The cellular and molecular mechanisms of cordycepin induced apoptosis in MA-10 mouse Leydig tumor cells

• Main Authors: Bo-SyongPan, 潘博雄
• Other Authors: Bu-Miin Huang
• Format: Others
• Language: en_US
• Published: 2015
• Online Access: http://ndltd.ncl.edu.tw/handle/28814557656073338183

博士 === 國立成功大學 === 基礎醫學研究所 === 104 === The incidence of testicular cancer between 1999 and 2008 in Taiwan from 0.85 increased to 1.54 per population of hundred thousand people, and radical orchidectomy combined with chemotherapy is the common protocol to treat testicular and Leydig cell cancers. However, these drugs used for chemotherapy could cause drug toxicity, side effects and serious impacts on the quality of life. Thus, people more focus on developing lower side effect chemotherapy drugs to improve prognosis in recent years. Cordycepin, also called 3’-deoxyadenosine, has been identified as a major bioactive metabolite in Cordyceps sinensis. It possesses a wide range of biological effects, including stimulation on steroidogenesis, anti-inflammatory effect, inhibition of platelet aggregation, and anti-cancer effect. We have found that cordycepin could induce testicular tumor cell apoptosis. The p38 MAPKs play important roles in the regulation of balance between cell survival and cell death on the development of various cancers. However, the roles of p38 MAPKs regulating apoptotic effects on Leydig tumor cells remain unclear. In the present study, we showed that cordycepin (3-deoxyadenosine) selectively induced apoptosis in MA-10 mouse Leydig tumor cells through regulating the p38 MAPKs and PI3K/AKT signaling pathways. Cordycepin reduced viability in MA-10, TM4, and NT2/D1 cells, but not cause cell death of primary mouse Leydig cells on moderate concentration.
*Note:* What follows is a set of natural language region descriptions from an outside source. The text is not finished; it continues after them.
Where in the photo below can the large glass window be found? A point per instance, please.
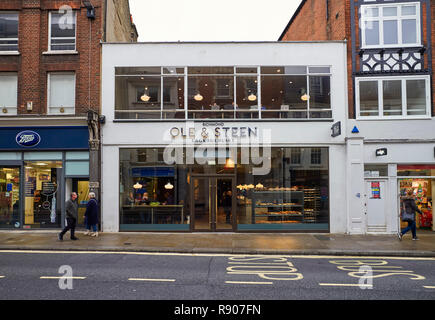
(62, 31)
(9, 197)
(8, 93)
(8, 31)
(223, 92)
(153, 194)
(42, 200)
(391, 25)
(393, 97)
(292, 194)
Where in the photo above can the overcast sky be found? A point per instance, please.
(211, 20)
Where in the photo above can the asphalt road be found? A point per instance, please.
(153, 276)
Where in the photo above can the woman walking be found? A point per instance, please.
(408, 214)
(91, 215)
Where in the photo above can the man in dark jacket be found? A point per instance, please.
(91, 215)
(71, 210)
(409, 206)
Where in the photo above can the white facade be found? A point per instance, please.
(117, 134)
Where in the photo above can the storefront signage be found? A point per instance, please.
(28, 138)
(381, 152)
(214, 131)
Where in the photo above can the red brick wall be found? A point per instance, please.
(311, 24)
(33, 65)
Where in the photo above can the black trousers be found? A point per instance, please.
(70, 225)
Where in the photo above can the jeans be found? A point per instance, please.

Cordycepin increased reactive oxygen species (ROS) levels, which is associated with the induction of apoptosis as characterized by positive Annexin V binding, activation of caspase-3, and cleavage of PARP. Inhibition of p38 MAPKs activity by SB203580 significantly prevented cordycepin-induced apoptosis in MA-10 cells. Co-treatment with wortmannin or the autophagy inhibitor 3-methyladenine (3-MA) elevated levels of apoptosis in cordycepin-treated MA-10 cells. Moreover, cordycepin activated p53, p21 and TGFß; and downregulated CDK2. The antitumour activity of cordycepin-treated MA-10 cells was significantly distinct in severe combined immunodeficiency (SCID) mice in vivo. These results suggested that cordycein is a highly selective treatment to induce MA-10 cells apoptosis via p38 MAPKs signaling.